Erster Kölner Heimsieg nach einem Jahr

  • 31. Januar 2021

Beitrag auf faz.net von Daniel Theweleit

Mit dem Sieg über Bielefeld beendet der FC seine düstere Heimserie. Marius Wolf und Elvis Rexhbecaj sorgen für den Befreiungsschlag. Köln überholt die Arminia in der Tabelle.

Der von international renommierten Vereinen umworbene Stürmer Emmanuel Dennis, den der 1. FC Köln unter der Woche vom FC Brügge ausgeliehen hat, war noch blass geblieben beim Debüt für seinen neuen Klub, aber womöglich wirkte die bloße Anwesenheit solch eines Spielers beflügelnd auf die Kollegen. Jedenfalls konnten die Rheinländer, denen es im bisherigen Saisonverlauf grundsätzlich schwergefallen ist, Tore zu schießen, am Sonntagnachmittag einen anderen Sturmhelden feiern. Marius Wolf erzielte die ersten beiden Tore beim 3:1 der Kölner im Spiel gegen Arminia Bielefeld, mit dem eine schwarze Serie zu Ende ging: Erstmals seit dem Februar 2020 gewannen die Rheinländer wieder ein Heimspiel.

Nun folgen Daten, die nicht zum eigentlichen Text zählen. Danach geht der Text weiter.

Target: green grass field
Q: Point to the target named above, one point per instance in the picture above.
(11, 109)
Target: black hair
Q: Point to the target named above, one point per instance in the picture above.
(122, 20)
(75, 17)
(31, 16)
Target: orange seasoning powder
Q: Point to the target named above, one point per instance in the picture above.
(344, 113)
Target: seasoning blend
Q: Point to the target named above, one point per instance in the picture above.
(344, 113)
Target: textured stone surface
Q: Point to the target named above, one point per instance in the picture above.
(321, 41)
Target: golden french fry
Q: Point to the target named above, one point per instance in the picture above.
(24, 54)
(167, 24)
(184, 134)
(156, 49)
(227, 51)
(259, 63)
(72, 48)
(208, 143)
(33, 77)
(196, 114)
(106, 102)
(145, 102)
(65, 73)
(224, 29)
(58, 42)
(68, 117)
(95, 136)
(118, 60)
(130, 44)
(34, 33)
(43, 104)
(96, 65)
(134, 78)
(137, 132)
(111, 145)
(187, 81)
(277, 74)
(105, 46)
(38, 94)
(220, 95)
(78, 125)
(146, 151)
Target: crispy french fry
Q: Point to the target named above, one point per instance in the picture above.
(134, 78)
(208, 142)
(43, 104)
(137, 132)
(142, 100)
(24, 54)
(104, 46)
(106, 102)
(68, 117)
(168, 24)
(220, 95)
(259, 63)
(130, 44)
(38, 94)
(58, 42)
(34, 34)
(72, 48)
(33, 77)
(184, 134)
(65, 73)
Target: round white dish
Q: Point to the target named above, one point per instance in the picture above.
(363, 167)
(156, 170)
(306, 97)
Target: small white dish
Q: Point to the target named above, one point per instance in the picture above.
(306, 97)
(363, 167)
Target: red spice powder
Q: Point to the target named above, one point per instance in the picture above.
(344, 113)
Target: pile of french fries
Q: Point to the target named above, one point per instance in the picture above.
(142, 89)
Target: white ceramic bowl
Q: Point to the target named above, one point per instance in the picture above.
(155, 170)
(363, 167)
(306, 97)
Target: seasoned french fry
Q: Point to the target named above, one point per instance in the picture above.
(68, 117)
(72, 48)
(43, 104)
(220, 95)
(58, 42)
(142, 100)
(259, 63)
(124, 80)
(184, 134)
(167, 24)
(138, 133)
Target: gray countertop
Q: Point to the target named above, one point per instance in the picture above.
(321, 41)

Es war ein Spiel, das schon früh eine recht eindeutige Richtung genommen hatte. Nach neun Minuten staubte Wolf zum 1:0 ab, nachdem der Bielefelder Torhüter Stefan Ortega einen Kopfball von Ellyes Skhiri nur mit Mühe hatte abwehren können. Und nach einer halben Stunde traf die Leihgabe von Borussia Dortmund abermals. Diesmal klärten die Bielefelder eine Flanke von Ismail Jakobs unzureichend, der Ball landete wieder bei Wolf, dem aus zwölf Metern ein Schuss flach neben den Torpfosten gelang.

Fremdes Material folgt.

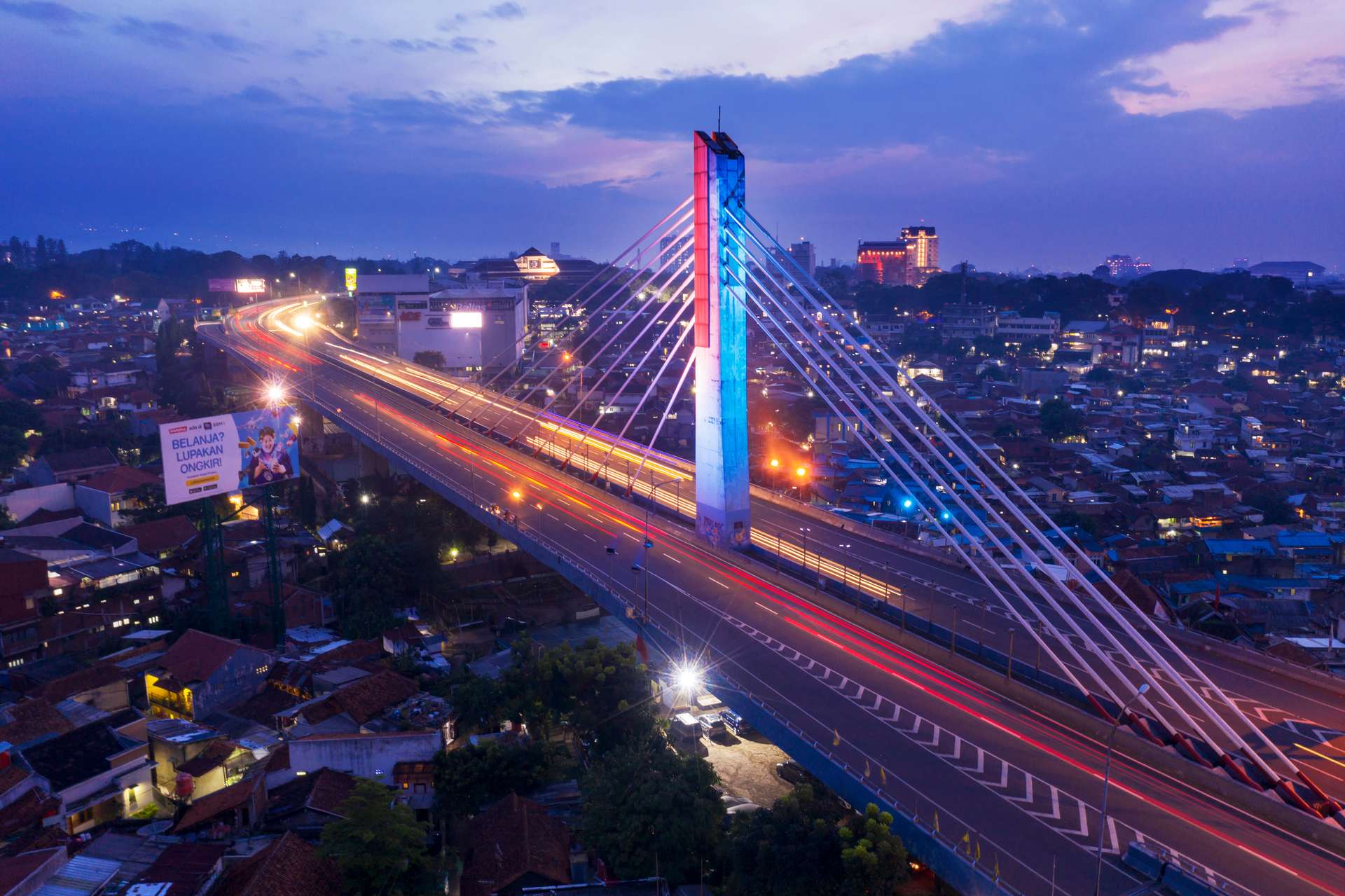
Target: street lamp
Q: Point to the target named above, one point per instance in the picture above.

Diese erste Hälfte war top gelaufen für die Kölner. Sie waren nicht klar besser in diesem spielerisch bescheidenen Abstiegskampfduell, hatten aber ihre guten Chancen zu Toren genutzt. Einen Kopfball des Bielefelders Sven Schipplock hielt Torhüter Timo Horn (22.), und Reinhold Yabo setzte einen Schuss aus guter Position neben das Kölner Tor (38.).

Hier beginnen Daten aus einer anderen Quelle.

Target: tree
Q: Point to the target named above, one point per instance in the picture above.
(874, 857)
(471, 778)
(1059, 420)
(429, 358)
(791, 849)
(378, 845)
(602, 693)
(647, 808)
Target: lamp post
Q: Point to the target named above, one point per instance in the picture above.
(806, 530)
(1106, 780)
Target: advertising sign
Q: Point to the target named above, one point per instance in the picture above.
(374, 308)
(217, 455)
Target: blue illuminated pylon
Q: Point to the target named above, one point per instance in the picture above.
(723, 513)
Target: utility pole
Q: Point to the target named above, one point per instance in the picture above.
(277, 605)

Bielefeld offensiv zu harmlos

Es war ein Spielverlauf wie gemalt für die Kölner, die mit einem Sieg die Möglichkeit hatten, in der Tabelle nicht nur an dem Konkurrenten aus Bielefeld, sondern auch an Hertha BSC vorbeizuziehen. Das zeigte, wie wichtig die Partie für beide Klubs war. Die Bielefelder hätten ihren Vorsprung auf den Konkurrenten mit einem Erfolg auf fünf Punkte ausbauen können, sie mussten also nach der Pause etwas offensiver werden. Aber wie der 1. FC Köln haben auch die Ostwestfalen meist große Mühe, Tore zu erzielen.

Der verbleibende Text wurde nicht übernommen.